Nokogiri does not retrieve the page, it asks OpenURI to do it with an internal read
on the StringIO object that Open::URI returns.
require 'open-uri'
require 'zlib'
stream = open('http://en.wikipedia.org/wiki/France')
if (stream.content_encoding.empty?)
body = stream.read
else
body = Zlib::GzipReader.new(stream).read
end
p body
Here's what you can key off of:
>> require 'open-uri' #=> true
>> open('http://en.wikipedia.org/wiki/France').content_encoding #=> ["gzip"]

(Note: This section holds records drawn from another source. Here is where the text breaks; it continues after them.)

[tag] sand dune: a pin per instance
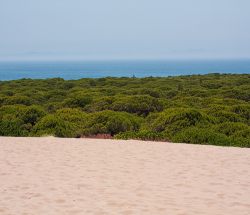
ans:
(86, 176)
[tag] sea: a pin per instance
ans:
(118, 68)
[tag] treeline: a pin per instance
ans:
(200, 109)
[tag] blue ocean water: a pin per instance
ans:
(94, 69)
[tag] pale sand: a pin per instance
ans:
(50, 176)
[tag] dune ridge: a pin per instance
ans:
(93, 176)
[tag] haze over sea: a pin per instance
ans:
(140, 68)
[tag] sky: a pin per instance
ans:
(124, 29)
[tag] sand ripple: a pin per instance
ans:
(85, 176)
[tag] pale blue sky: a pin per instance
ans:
(124, 29)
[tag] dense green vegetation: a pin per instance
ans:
(200, 109)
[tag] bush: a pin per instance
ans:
(201, 136)
(55, 126)
(110, 122)
(141, 105)
(174, 120)
(13, 100)
(141, 135)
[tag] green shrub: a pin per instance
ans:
(174, 120)
(201, 136)
(55, 126)
(141, 135)
(110, 122)
(141, 105)
(13, 100)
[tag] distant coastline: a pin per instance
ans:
(12, 70)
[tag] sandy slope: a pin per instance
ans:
(50, 176)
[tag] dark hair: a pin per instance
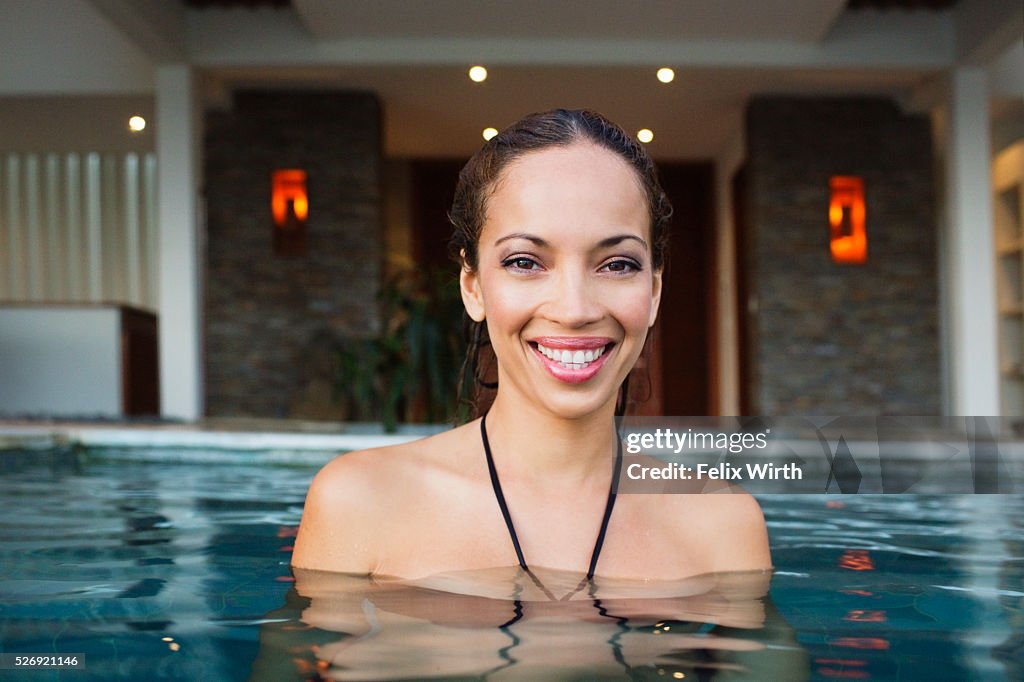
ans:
(558, 127)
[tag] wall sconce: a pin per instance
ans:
(846, 216)
(290, 207)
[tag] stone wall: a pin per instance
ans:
(829, 339)
(270, 321)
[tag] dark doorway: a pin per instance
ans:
(432, 192)
(687, 340)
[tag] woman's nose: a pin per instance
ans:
(574, 301)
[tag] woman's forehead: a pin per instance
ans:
(583, 184)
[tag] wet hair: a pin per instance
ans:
(477, 180)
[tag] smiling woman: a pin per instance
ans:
(560, 235)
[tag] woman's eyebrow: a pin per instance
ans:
(619, 239)
(522, 236)
(603, 244)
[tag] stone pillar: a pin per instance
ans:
(273, 321)
(835, 339)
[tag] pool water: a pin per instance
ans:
(180, 571)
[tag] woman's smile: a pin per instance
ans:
(572, 359)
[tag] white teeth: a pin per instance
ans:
(571, 359)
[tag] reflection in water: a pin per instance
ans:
(506, 624)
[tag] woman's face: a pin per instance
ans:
(564, 280)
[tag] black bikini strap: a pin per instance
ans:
(612, 493)
(499, 495)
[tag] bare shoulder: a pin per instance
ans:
(356, 497)
(730, 528)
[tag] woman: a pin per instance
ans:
(560, 229)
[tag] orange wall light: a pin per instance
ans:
(290, 207)
(289, 201)
(846, 217)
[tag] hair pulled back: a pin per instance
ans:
(559, 127)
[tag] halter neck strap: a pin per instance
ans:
(500, 496)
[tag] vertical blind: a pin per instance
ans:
(78, 227)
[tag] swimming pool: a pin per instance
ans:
(169, 570)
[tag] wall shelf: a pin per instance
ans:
(1008, 181)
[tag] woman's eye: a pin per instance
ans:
(520, 263)
(622, 266)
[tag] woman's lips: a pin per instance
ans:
(572, 359)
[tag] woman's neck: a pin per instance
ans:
(534, 443)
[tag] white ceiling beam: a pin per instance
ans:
(267, 38)
(985, 29)
(156, 26)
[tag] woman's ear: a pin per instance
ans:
(472, 297)
(655, 297)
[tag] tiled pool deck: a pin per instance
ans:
(267, 440)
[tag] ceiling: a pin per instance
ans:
(578, 53)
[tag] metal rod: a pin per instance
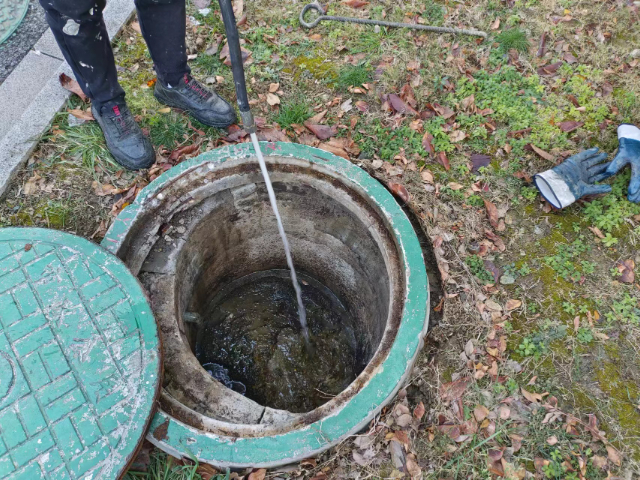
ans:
(382, 23)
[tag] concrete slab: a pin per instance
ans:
(34, 110)
(21, 87)
(20, 141)
(48, 45)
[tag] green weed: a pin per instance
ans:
(353, 76)
(476, 265)
(513, 38)
(293, 113)
(624, 309)
(565, 262)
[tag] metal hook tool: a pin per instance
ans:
(318, 8)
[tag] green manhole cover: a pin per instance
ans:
(11, 14)
(79, 358)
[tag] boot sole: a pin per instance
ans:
(193, 114)
(121, 161)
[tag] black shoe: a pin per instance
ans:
(191, 96)
(125, 140)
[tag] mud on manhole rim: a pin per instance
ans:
(316, 434)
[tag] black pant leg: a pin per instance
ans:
(79, 29)
(163, 25)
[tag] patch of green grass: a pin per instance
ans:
(353, 76)
(386, 142)
(610, 212)
(433, 12)
(476, 265)
(513, 38)
(293, 113)
(168, 129)
(624, 309)
(566, 264)
(164, 467)
(86, 143)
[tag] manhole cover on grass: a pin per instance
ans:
(11, 14)
(79, 358)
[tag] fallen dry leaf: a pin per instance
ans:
(238, 8)
(70, 84)
(404, 420)
(426, 176)
(626, 269)
(206, 471)
(355, 3)
(532, 397)
(399, 105)
(569, 126)
(512, 304)
(480, 412)
(427, 144)
(184, 150)
(323, 132)
(453, 390)
(31, 186)
(542, 153)
(478, 161)
(257, 474)
(614, 455)
(81, 114)
(442, 159)
(399, 191)
(273, 99)
(492, 213)
(457, 136)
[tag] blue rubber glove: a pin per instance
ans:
(628, 154)
(574, 178)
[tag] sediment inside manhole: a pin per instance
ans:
(204, 242)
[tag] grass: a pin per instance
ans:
(562, 268)
(513, 38)
(293, 113)
(163, 467)
(353, 76)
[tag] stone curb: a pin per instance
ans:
(33, 95)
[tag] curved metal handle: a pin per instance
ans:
(312, 6)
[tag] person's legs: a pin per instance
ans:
(163, 25)
(82, 36)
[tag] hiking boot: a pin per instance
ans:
(191, 96)
(125, 140)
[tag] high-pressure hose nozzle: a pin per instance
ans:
(235, 55)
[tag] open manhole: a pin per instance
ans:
(239, 387)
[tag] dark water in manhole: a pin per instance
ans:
(250, 337)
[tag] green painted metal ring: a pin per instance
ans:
(180, 439)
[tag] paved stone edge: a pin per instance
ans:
(182, 440)
(20, 141)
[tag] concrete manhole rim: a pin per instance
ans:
(180, 439)
(138, 310)
(23, 7)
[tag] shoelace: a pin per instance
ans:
(123, 120)
(195, 89)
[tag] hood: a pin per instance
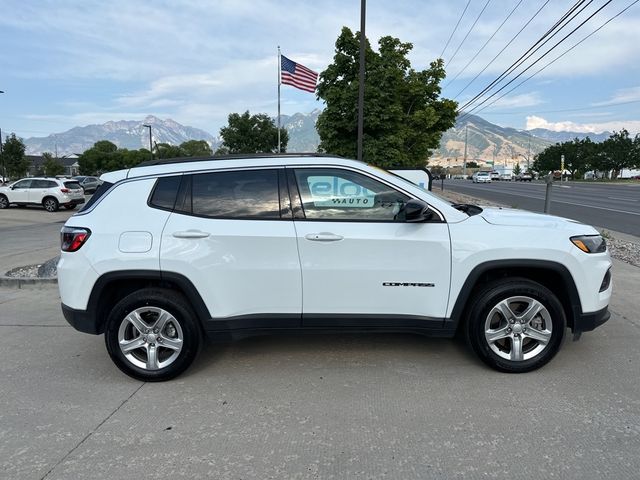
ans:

>> open('http://en.wikipedia.org/wiki/Thailand').content_encoding #=> []
In this case if it's []
, AKA "text/html", it reads. If it's ["gzip"]
it decodes.
Doing all the stuff above and tossing it to:
require 'nokogiri'
page = Nokogiri::HTML(body)
language_part = page.css('div#p-lang')
should get you back on track.
Do this after all the above to confirm visually you're getting something usable:
p language_part.text.gsub("\t", '')
See Casper's answer and comments about why you saw two different results. Originally it looked like Open-URI was inconsistent in its processing of the returned data, but based on what Casper said, and what I saw using curl, Wikipedia isn't honoring the "Accept-Encoding" header for large documents and returns gzip. That is fairly safe with today's browsers but clients like Open-URI that don't automatically sense the encoding will have problems. That's what the code above should help fix.